And bad comments? Ah…bad comments. Again, I’m a bad person to ask about this because I ask my editor to delete people left and right. If you aren’t forming complete sentences or reasonable arguments I’m all for taking you out to the chemical shed and shooting you. So I’m writing this paragraph with the presumption that we’re talking about a higher form of commentary than “LOL YOU ARE SO GAY THIS WEBSITE SUCKZ”. I’ll start with the best kind and work my way down. The first is the one who is correcting you and legitimately has a point. Uh…well…learn to take your damn licks. I imagine most people who’ve done this to me on my posts have detected the barbed wire, scraping metal, and urge to kill that bleeds out of me when I respond. I also admit when I’m wrong. The worst was a piece on Olaf Stapledon that I completely screwed the dates on…other stuff was more innocent things like crediting Ken Levine for writing stuff he probably didn’t. The one thing I would point out, as I noted above, is that the person pointing out this flaw is more than welcome to send me an e-mail through which I can quietly correct this flaw and relieve your moral dilemma. Once it’s on the comments page…and achieving what my editor calls “Not being an asshole” status, it stays. And for every single person ever reading that article ever again, I now look like an incompetent morn. So yeah, I kinda hate people for that, but not in a “I think you’re an idiot way” but more just because that wasn’t necessary. I don’t speak for everyone but…unless you’re some kind of freaky Zen Buddhist I can’t imagine the emotional reaction being that different. So when you’re posting a correction…do try to keep in mind what your actual OBJECTIVE is when you do it.

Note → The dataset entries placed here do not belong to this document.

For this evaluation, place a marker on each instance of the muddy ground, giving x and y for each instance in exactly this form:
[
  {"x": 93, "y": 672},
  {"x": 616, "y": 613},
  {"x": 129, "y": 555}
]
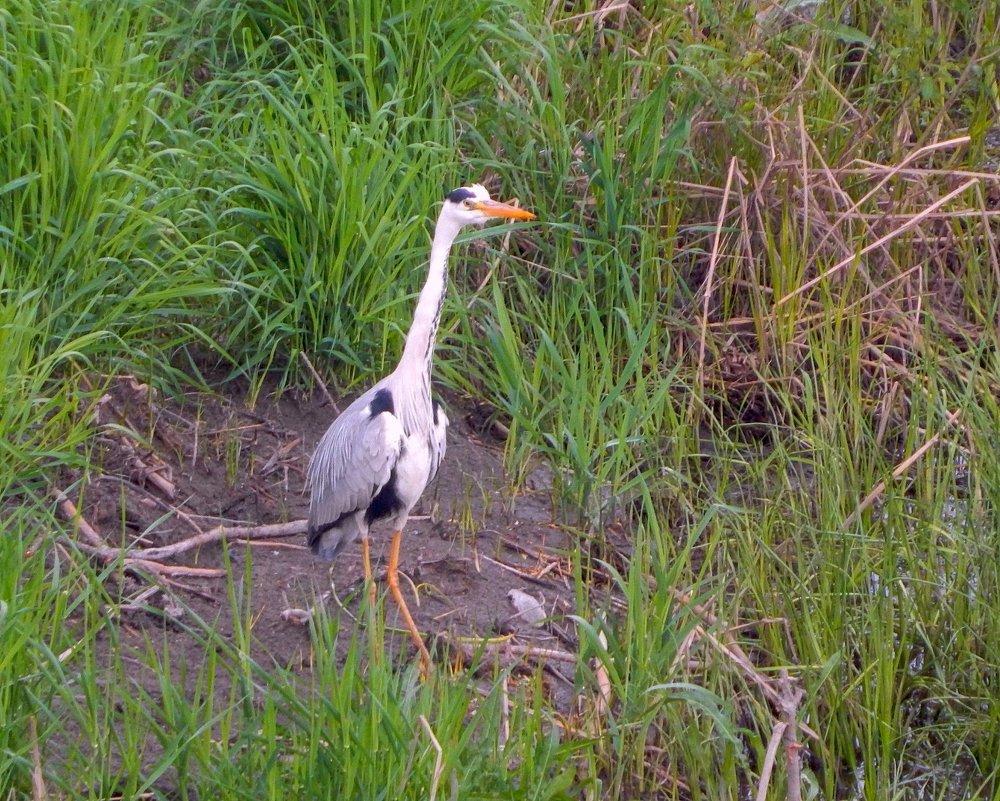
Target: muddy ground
[{"x": 165, "y": 470}]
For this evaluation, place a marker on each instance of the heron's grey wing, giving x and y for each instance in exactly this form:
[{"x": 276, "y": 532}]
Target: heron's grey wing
[
  {"x": 352, "y": 463},
  {"x": 439, "y": 437}
]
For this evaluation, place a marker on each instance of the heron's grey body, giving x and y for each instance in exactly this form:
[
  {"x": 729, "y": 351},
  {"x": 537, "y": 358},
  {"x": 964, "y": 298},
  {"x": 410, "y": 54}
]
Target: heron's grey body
[
  {"x": 377, "y": 457},
  {"x": 373, "y": 464}
]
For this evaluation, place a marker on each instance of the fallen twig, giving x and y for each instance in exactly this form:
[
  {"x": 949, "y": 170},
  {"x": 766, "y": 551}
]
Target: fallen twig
[
  {"x": 901, "y": 468},
  {"x": 438, "y": 759},
  {"x": 319, "y": 381}
]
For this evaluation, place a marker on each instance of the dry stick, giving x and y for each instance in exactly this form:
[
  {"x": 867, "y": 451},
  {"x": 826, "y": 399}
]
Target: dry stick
[
  {"x": 320, "y": 382},
  {"x": 769, "y": 759},
  {"x": 901, "y": 468},
  {"x": 438, "y": 760},
  {"x": 711, "y": 274},
  {"x": 878, "y": 243},
  {"x": 108, "y": 555},
  {"x": 272, "y": 531},
  {"x": 38, "y": 791},
  {"x": 790, "y": 699},
  {"x": 151, "y": 474}
]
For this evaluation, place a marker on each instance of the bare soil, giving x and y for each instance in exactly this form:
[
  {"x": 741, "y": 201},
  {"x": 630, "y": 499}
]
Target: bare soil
[{"x": 166, "y": 469}]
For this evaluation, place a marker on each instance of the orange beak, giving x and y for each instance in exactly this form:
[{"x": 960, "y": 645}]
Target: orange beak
[{"x": 495, "y": 209}]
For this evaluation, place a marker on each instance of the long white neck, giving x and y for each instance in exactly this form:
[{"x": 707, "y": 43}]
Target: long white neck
[{"x": 419, "y": 349}]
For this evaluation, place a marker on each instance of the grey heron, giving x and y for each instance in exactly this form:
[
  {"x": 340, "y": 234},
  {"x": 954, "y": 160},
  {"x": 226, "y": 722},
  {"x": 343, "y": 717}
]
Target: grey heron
[{"x": 379, "y": 454}]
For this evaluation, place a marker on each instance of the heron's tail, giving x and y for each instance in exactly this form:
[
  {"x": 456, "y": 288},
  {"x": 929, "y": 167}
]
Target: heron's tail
[{"x": 329, "y": 539}]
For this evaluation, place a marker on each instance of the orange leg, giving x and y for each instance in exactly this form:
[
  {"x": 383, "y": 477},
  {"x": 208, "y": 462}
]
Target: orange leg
[
  {"x": 425, "y": 657},
  {"x": 366, "y": 559}
]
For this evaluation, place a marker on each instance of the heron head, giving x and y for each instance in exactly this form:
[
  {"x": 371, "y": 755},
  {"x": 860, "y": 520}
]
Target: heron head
[{"x": 471, "y": 205}]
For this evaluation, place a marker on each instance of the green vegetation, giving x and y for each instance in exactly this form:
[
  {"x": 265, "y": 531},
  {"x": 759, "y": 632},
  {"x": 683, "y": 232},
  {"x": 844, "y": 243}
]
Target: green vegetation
[{"x": 745, "y": 313}]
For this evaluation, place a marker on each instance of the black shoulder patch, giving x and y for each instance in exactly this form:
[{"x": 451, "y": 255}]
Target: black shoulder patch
[
  {"x": 460, "y": 194},
  {"x": 382, "y": 402}
]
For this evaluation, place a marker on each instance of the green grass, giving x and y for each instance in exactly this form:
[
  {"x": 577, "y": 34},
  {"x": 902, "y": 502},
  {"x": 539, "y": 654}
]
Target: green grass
[{"x": 188, "y": 186}]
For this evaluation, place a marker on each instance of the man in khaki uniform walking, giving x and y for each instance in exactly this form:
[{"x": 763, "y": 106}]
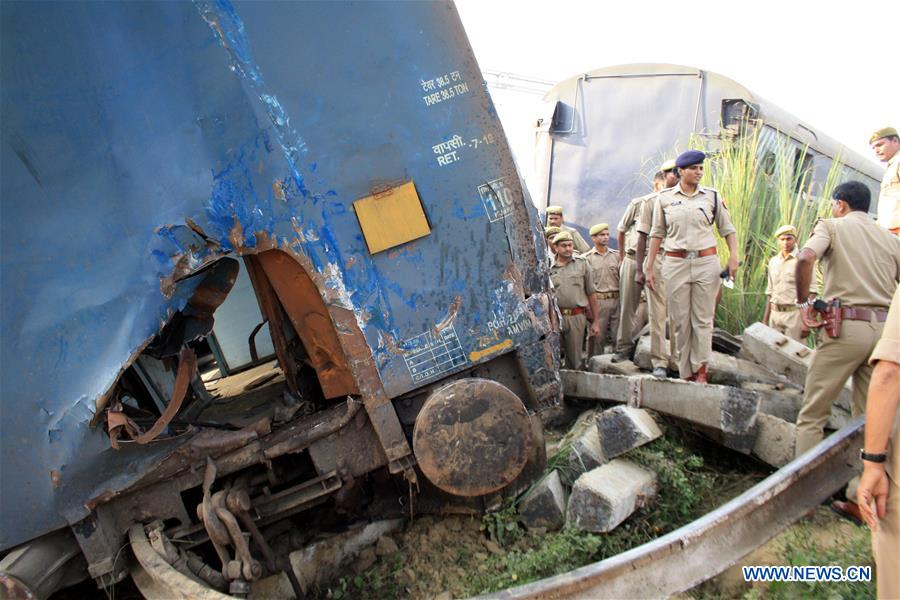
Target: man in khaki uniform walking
[
  {"x": 661, "y": 349},
  {"x": 781, "y": 312},
  {"x": 685, "y": 216},
  {"x": 886, "y": 144},
  {"x": 861, "y": 263},
  {"x": 629, "y": 288},
  {"x": 555, "y": 219},
  {"x": 573, "y": 284},
  {"x": 879, "y": 486},
  {"x": 605, "y": 267}
]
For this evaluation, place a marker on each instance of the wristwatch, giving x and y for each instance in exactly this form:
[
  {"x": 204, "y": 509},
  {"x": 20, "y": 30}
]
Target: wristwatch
[{"x": 879, "y": 458}]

Which brings us to the bad commenters who are simply pissed at you. Maybe you talked shit about their favorite game. Maybe you proposed a theory of dynamic narrative interaction that they got a B- in during video game school and are pissed. Maybe you banged their Mom last night. Who knows? These…I’m not gonna lie, I handle like my law school training taught me. Isolate the emotion. Identify the foundation of the counter-argument. Assess actual relevancy. Gauge leverage. Launch counter-attack. The chief example was during the ZA when I was talking about how to gauge Game Design depth and somebody got pissed at me. It took me five seconds of reading his post to realize that he was pissed because I’d said Wii Sports was a shallow game. So you chill the person out by saying I get your point, I wasn’t belittling it or calling you dumb, you’re cool man. Then you slowly reiterate the point you were making and just step lightly around what was making them grouchy.

Which might break down if you were talking some crazy shit, now that I think about it. This entire structure revolves around the presumption that the writer is me. Since this blog post is technically barking at my actual readers to behave, I felt like being frank about my own feelings. I have no idea how other people react to similar circumstances. I’m also, as stated above, generally hostile and mostly interested in comments as a way to meet new people. I’m sorry. I’m really sorry I’m not that nice of a guy deep down inside. But really, if you think about it, that’s what video game culture really needs right now. We don’t need a dozen Michael Abbotts. We don’t need a bunch of clever and fun Leigh Alexanders to all start posting blogs. We need diversity. As crotchety fuckhead law student whose response to all comments is “GET OFF MAH LAND”, consider me a proud member of this diverse community.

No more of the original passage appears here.